Claiming to have a probable cause, officers searched the car and found a bag containing 52 grams of marijuana, a digital scale and five bullets.
Johnson was later arrested and charged. He sought suppression of marijuana and ammunition as evidence, saying officers lacked a possible reason to search based on the smell and sight of a small amount of marijuana.
Ann Arundel County Circuit Judge Alison L. Asti rejected that argument.
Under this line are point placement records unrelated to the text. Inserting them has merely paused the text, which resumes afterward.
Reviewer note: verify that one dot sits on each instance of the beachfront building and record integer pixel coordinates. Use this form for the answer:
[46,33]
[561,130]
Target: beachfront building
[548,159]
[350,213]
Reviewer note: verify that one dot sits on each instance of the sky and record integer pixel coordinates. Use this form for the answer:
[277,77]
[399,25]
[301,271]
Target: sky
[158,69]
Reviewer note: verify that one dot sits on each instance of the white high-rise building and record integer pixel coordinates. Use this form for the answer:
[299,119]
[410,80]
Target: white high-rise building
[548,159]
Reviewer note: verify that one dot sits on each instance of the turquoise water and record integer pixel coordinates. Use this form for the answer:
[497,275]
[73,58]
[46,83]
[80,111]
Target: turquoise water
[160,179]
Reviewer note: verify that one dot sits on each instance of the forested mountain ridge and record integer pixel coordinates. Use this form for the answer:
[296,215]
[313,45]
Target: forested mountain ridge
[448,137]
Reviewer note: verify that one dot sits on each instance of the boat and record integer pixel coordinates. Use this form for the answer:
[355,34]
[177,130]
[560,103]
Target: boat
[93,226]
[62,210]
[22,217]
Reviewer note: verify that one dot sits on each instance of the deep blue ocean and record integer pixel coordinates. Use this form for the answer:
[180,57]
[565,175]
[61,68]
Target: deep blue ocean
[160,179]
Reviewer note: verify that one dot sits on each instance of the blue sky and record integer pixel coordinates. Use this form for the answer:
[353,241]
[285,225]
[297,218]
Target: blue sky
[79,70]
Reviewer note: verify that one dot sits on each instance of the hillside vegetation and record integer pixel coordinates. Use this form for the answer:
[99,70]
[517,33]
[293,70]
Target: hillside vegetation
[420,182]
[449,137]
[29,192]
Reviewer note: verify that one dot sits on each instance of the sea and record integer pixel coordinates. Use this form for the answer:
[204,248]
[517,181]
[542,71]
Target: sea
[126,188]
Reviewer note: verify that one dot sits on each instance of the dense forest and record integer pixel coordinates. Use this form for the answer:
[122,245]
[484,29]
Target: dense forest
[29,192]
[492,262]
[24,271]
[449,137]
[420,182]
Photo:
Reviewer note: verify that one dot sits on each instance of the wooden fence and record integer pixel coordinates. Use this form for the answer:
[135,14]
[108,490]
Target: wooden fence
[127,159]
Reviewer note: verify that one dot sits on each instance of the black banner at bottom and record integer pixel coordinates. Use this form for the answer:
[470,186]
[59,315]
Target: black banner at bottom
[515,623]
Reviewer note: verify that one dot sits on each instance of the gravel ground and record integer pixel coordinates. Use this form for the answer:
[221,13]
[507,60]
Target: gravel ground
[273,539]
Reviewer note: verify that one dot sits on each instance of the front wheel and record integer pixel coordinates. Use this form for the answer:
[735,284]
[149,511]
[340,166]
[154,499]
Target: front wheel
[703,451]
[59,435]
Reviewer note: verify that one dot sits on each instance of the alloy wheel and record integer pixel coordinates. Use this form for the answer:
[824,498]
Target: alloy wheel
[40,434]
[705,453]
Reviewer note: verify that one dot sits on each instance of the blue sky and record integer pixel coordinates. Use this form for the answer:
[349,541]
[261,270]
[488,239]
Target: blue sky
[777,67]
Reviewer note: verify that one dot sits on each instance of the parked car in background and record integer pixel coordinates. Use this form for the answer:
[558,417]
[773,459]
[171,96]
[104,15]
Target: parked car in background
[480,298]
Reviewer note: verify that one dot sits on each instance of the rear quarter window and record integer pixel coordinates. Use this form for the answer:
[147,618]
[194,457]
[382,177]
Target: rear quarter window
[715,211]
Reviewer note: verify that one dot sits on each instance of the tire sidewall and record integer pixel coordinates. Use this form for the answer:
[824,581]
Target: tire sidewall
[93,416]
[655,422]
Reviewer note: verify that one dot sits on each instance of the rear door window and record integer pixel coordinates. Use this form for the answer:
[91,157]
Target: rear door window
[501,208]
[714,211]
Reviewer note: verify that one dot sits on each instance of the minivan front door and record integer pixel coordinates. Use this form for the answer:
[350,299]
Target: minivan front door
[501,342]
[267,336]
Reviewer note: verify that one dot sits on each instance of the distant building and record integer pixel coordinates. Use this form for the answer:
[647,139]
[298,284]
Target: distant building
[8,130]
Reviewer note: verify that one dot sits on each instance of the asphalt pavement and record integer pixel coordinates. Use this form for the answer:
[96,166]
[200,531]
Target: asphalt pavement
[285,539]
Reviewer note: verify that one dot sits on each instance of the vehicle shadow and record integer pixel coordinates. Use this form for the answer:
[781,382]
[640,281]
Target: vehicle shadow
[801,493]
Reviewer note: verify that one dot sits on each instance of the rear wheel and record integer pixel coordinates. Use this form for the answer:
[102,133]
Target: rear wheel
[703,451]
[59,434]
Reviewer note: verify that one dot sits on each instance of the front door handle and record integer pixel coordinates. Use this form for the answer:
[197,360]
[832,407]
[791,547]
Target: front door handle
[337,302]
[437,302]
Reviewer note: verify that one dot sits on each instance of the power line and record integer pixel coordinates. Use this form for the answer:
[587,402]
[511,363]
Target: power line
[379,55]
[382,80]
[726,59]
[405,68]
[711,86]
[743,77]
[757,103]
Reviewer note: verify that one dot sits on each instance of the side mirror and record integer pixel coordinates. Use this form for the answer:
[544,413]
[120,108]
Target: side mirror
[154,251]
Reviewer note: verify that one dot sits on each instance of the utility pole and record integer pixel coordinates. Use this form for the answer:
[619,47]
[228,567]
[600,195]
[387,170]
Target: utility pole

Ann Arundel County Circuit Judge Michael Watch found Johnson guilty based on an agreed statement of fact.
Johnson was sentenced to a year in prison, all but 21 days suspended, for illegal possession of ammunition and six months, suspended except for 21 days, for marijuana possession, according to online court records.
The Special Court of Appeals upheld Johnson’s car search and conviction, saying the detective’s sight and smell of marijuana provided probable cause, particularly when combined with Johnson’s rushing out of the car upon seeing police officers in the drug-ridden neighborhood.
“In the Fourth Amendment’s assessment of the reasonableness of a police response, the geography of the confrontation can be of critical importance,” Moylan wrote, referring to the constitutional amendment banning unreasonable searches.
“In terms of exposed vulnerability, the deserted Malibu here, which probably contained an unspecified amount of banned drugs, sat helplessly amid an opportunistic crowd of drug users and drug dealers,” Moylan added. “She was not resting peacefully somewhere in the hinterland of rural Finland. All other things being equal, a difference in geographical settings can make a crucial difference in the level of suspicion and also in the level of vulnerability.”
Johnson’s appeal attorney, Samuel Vader, declined to comment Tuesday on the court’s decision. Vader, Maryland’s assistant public defender, said no decision has yet been made on an appeal to the Maryland Supreme Court.
The Maryland Attorney General’s office did not immediately respond Tuesday to a request for comment.
Judges Christopher B. Kehoe and Andrea M. Leahy Moylan.
The Special Court of Appeal issued its decision in Shallon Joshua Johnson vs Maryland StateIssue 572, September 2021 chapter.